When he first told his mother that they were going to China, she had asked him, “do the two of you have no interest in seeing the rest of America?” She told them that they started watching documentaries about China because of her…they even bought chopsticks!
In Hangzhou he might have been the only American they will ever see. His wife and her cousin began to argue. His wife had said something was shuan. Her cousin said the word meant refreshing not cool. Cool was ku as in ruthless or strong, the Chinese word for cruel. At one point in the argument, her cousin turned to him and said in English “Hey look, I’m arguing with a toddler,” after which his wife swung her hand across the cousin’s mouth.

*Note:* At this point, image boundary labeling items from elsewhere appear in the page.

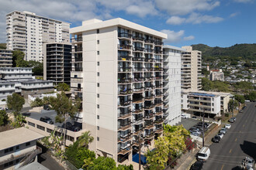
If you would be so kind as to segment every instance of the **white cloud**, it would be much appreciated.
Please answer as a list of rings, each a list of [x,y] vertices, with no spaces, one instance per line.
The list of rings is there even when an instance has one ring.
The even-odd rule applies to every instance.
[[[181,18],[179,16],[171,16],[166,21],[166,23],[171,25],[181,25],[184,22],[185,22],[185,19],[184,18]]]
[[[183,38],[183,39],[185,41],[190,41],[190,40],[192,40],[194,39],[195,39],[195,36],[185,36],[185,37]]]
[[[168,36],[168,39],[164,40],[165,43],[176,43],[182,40],[189,41],[195,39],[193,36],[184,37],[184,34],[185,34],[184,30],[180,30],[179,32],[175,32],[169,29],[163,29],[161,32],[167,34]]]
[[[247,3],[252,2],[252,0],[234,0],[236,2]]]
[[[186,15],[195,11],[209,11],[220,5],[214,0],[155,0],[160,10],[170,15]]]
[[[239,12],[232,13],[232,14],[230,15],[230,18],[235,17],[235,16],[237,16],[239,14],[240,14]]]
[[[200,24],[202,22],[206,23],[216,23],[223,21],[223,19],[218,16],[212,15],[202,15],[199,13],[192,13],[189,18],[181,18],[178,16],[172,16],[166,21],[166,23],[171,25],[180,25],[182,23],[192,23],[192,24]]]

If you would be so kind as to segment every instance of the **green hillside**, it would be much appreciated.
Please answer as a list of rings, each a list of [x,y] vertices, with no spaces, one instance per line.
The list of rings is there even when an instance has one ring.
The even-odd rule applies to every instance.
[[[0,49],[6,49],[6,43],[0,43]]]
[[[236,44],[234,46],[222,48],[219,46],[210,47],[205,44],[192,45],[193,49],[202,51],[202,57],[205,61],[215,59],[227,59],[239,60],[240,59],[256,60],[256,43]]]

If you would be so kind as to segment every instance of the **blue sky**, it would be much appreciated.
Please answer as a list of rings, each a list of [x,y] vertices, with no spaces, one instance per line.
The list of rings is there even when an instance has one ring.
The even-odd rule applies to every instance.
[[[0,42],[5,42],[5,15],[29,11],[81,25],[93,18],[123,18],[165,32],[165,44],[204,43],[227,47],[255,43],[254,0],[0,0]]]

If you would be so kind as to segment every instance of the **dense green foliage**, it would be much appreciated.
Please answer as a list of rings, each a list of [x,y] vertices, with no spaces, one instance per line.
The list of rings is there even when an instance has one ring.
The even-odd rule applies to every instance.
[[[0,49],[6,49],[6,43],[0,43]]]
[[[23,52],[16,50],[12,52],[12,66],[13,67],[31,67],[33,75],[43,76],[43,63],[37,61],[24,60],[25,54]]]
[[[228,83],[222,81],[211,81],[206,77],[202,78],[202,90],[206,91],[229,92]]]
[[[7,107],[9,109],[12,110],[15,115],[17,115],[22,109],[25,104],[23,97],[18,94],[13,93],[12,96],[7,97]]]
[[[71,87],[65,83],[58,83],[57,85],[57,90],[58,91],[69,91]]]
[[[9,122],[9,117],[5,110],[0,110],[0,126],[5,126]]]
[[[219,46],[210,47],[205,44],[192,45],[194,50],[202,51],[205,61],[214,61],[215,59],[227,59],[235,61],[241,59],[256,60],[256,43],[254,44],[236,44],[234,46],[222,48]],[[231,63],[231,64],[232,64]]]

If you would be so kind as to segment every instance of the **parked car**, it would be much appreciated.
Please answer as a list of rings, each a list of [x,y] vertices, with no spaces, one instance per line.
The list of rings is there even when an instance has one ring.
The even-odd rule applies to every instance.
[[[230,122],[230,123],[234,123],[235,121],[233,118],[230,118],[228,120],[228,121]]]
[[[211,151],[208,147],[202,147],[197,154],[197,160],[199,162],[206,162]]]
[[[212,138],[212,141],[214,143],[219,143],[220,141],[220,137],[218,135],[215,135],[213,138]]]
[[[222,139],[223,138],[224,134],[223,133],[218,133],[218,136]]]
[[[185,115],[185,114],[181,114],[181,117],[182,117],[182,118],[189,118],[189,116],[188,115]]]
[[[200,170],[202,168],[203,163],[201,162],[195,162],[193,165],[190,167],[190,170]]]
[[[231,124],[225,124],[225,128],[230,129],[230,128],[231,128]]]
[[[227,133],[227,129],[224,128],[222,128],[220,130],[219,132],[220,132],[220,133],[222,133],[222,134],[225,134]]]
[[[50,124],[53,124],[54,123],[54,121],[51,118],[50,118],[49,117],[41,117],[40,121],[43,121],[45,123]]]
[[[255,166],[255,162],[252,158],[250,157],[245,157],[245,158],[243,159],[240,168],[241,169],[254,169]]]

Her cousin claimed that his wife was an ABC. Only ABCs “went on prepaid tours, spoke bad Chinese, married out, and thought everything was cool or great, when most things were just plain.”
The next day his wife stopped talking to him in English. She also stopped translating things for him. The started talking into Google translate to communicate
They spent most of their time now watching TV. He understood nothing.
When his mother called, he actually talked to her so as to avoid the TV. But she asked all kinds of mundane or insulting questions about what he was doing. How’s the air? Have you seen a hospital? Did you meet Chairman Mao? Do you feel less free?
The next day, she went out and did not invite him along. When she returned he asked her about the walk. Did you have a good time? Are you angry with me?
Her Google reply: “No harm, no foul. No Pain, no gain.”
His wife’s Chinese started to improve. The cousin said it was now like a first grader.
Then his wife asked him if he would mind if she stayed on and he went home alone. He was shocked. But she said she had been chatting with friends and relatives on WeChat, including Karl from the trip! She was even considering becoming a tour guide.
How much personal growth can a couple withstand?